In the mid-late-nineties, Budweiser beer started a new advertising campaign, consisting of a trio of frogs just croaking the syllables of their name. It became hugely popular and all-but iconic. Then, after a few variations, an actual story developed, played out over the course of the commercials (especially during Superbowls), involving a self-impressed lizard named Louie scheming to take the frogs’ place.
The surprising thing is that, if you string the commercials together, it’s not a bad little short film, largely due to the great voice acting on Louie and Frankie the lizards (courtesy of actors Paul Christie and Danny Mastrogiorgio) and some strong dialogue (“All my hard work has paid off!” “Louie, you hired a hitman.” “…Yeah, with my own money!”).

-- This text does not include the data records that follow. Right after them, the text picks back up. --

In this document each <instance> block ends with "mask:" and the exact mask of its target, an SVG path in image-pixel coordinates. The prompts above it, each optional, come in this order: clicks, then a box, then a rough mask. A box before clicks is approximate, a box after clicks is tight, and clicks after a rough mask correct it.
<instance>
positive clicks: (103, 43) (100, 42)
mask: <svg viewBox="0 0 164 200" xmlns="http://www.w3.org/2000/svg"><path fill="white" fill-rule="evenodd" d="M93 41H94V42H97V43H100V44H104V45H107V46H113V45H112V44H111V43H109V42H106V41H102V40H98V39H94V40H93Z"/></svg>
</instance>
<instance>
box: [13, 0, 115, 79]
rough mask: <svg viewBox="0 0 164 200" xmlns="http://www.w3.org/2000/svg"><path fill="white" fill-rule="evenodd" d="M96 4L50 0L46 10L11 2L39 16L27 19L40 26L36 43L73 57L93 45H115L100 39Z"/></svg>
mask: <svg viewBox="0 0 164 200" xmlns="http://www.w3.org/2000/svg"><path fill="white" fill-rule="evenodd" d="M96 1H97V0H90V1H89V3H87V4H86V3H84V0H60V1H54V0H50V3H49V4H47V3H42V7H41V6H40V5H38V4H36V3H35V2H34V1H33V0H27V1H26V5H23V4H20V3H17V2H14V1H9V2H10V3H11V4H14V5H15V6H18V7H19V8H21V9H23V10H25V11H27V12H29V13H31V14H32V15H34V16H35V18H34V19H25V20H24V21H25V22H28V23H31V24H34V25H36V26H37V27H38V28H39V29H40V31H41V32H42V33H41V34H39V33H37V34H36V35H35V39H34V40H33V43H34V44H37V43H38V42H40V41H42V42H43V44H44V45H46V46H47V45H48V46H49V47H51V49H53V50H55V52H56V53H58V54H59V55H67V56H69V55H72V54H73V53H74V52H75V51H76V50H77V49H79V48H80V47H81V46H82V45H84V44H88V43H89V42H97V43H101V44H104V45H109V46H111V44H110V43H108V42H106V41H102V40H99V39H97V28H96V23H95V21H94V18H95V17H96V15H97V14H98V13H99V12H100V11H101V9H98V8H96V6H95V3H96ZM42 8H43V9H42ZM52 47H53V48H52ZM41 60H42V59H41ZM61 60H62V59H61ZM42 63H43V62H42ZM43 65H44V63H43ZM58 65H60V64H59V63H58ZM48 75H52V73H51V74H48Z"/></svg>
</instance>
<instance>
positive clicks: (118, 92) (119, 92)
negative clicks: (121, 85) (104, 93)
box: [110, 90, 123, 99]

On top of that, you have a pretty decent example of basic story structure here. We open with a false order (a status quo that seems stable, but contains the seeds of disruption): the frogs are the champions of Budweiser and Louie is jealous. There’s a rising action: Louie lets his resentment of the frogs lead him to increasingly heated rhetoric and finally desperate action. There’s a chance to turn back via his buddy Frankie’s repeated warnings. There’s a turning point that changes the status quo from false order to disorder: Louie hires a hitman to assassinate the frogs. There’s a unexpected result – the assassination attempt fails to kill the frogs, but leaves one of them incapacitated, allowing Louie to get what he wants after all. Then there’s the climax and logical result of the action, where Louie achieves his dream…only to ruin it through his own personal flaws, the same ones that led him to such desperate measures in the first place. Finally, Louie receive his comeuppance, first by being beaten up by the frogs and then by seeing himself replaced by the character he respects the least and never bothered to take seriously, but who ends up outdoing him completely while being a more reliable performer, thus restoring the status quo to true order.
As Frankie says, this isn’t Shakespeare, but as a bare-bones and very funny illustration of story structure, you could do worse.